If you think you’re paying more at the pump, you’re not wrong: Gasoline prices have spiked over the past 12 months.

The average price of a gallon of regular gasoline is $3.38 according to the U.S. Energy Information Administration, compared to $2.24 one year earlier, when fuel prices hit record lows due to the coronavirus pandemic-induced decline in travel.

The cost per gallon is the highest it’s been since 2013, when it was $3.42.

There are, however, some signs that the rise in fuel costs may be slowing or even starting to reverse.

The Automobile Association of America noted a slight decline in gasoline prices for the current week, reporting an average price for regular of $3.408 per gallon, versus $3.413 last week.  The average price for premium was $4.036 per gallon, the AAA said, versus $4.038 in the prior week.

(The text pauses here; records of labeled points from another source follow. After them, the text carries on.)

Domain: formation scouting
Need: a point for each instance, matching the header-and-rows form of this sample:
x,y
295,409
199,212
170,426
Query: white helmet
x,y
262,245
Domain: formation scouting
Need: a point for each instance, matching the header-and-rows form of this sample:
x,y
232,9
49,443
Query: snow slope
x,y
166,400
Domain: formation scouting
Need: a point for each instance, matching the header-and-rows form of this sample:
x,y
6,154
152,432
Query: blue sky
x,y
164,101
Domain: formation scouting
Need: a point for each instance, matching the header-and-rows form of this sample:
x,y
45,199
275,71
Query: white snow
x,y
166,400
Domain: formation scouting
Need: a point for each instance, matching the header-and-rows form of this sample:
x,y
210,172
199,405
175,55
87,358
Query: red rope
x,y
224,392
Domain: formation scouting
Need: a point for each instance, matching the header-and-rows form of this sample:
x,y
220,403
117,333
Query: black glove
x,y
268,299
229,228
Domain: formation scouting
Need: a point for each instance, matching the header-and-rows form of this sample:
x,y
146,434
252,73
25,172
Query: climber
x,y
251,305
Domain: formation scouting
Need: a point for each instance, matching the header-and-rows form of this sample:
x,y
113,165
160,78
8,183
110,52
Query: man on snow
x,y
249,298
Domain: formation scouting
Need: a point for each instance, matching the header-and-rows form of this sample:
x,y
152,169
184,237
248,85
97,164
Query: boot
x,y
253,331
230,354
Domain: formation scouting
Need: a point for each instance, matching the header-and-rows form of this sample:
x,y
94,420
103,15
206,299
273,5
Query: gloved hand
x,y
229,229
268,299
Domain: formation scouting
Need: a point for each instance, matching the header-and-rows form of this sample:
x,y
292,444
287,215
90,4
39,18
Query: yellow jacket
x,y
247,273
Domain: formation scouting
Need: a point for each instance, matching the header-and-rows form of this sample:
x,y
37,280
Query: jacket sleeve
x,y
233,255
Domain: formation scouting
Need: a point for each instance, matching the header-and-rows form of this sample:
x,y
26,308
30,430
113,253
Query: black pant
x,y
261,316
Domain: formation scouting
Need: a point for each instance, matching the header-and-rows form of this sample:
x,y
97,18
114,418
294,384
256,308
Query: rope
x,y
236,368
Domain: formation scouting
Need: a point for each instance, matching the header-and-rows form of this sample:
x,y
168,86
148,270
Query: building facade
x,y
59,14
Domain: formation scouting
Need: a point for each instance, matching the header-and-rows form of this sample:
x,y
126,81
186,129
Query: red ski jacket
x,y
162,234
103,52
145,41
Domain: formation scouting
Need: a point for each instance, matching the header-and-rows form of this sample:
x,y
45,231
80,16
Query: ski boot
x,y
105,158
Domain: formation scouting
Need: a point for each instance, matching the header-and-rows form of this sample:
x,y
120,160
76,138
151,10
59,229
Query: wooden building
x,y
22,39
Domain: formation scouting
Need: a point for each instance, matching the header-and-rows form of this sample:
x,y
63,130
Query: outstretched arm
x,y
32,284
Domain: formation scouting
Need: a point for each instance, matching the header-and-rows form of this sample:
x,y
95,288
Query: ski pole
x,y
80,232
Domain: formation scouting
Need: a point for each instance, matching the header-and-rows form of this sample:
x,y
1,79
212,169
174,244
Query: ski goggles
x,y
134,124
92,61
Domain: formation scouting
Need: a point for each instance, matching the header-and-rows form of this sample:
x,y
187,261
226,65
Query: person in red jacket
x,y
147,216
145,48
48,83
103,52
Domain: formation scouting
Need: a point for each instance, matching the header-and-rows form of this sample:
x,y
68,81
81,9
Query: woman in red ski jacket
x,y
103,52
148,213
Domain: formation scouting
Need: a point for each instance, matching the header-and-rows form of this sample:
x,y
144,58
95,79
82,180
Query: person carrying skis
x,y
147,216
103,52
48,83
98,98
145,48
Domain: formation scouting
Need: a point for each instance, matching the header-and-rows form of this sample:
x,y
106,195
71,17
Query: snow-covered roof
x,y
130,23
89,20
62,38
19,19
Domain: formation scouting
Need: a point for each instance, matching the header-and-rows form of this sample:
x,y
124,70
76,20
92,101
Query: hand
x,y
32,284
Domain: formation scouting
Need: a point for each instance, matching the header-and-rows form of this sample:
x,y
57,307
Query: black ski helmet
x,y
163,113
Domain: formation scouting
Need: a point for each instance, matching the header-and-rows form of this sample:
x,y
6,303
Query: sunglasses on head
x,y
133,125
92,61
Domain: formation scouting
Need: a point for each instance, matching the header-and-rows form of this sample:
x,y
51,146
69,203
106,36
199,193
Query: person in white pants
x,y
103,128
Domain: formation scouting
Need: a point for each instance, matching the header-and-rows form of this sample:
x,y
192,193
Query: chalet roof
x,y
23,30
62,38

In addition, the price of oil has fallen below the critical $80 a barrel level. U.S. West Texas Intermediate crude futures fell $2.40 on Wednesday to $78.36, a 3% decline, although it recovered slightly to $78.82 by the end of the week.  The price brings Brent crude o its lowest level since early October.

Further, the Biden administration is said to be considering a release of oil from the Strategic Petroleum Reserve to further calm the market, and partial and full lockdowns in multiple Western European nations will dampen the demand for oil going forward.

Finally, some surveys indicate that high fuel prices have caused many people have to rethink their travel plans and remain close to home versus driving long distances.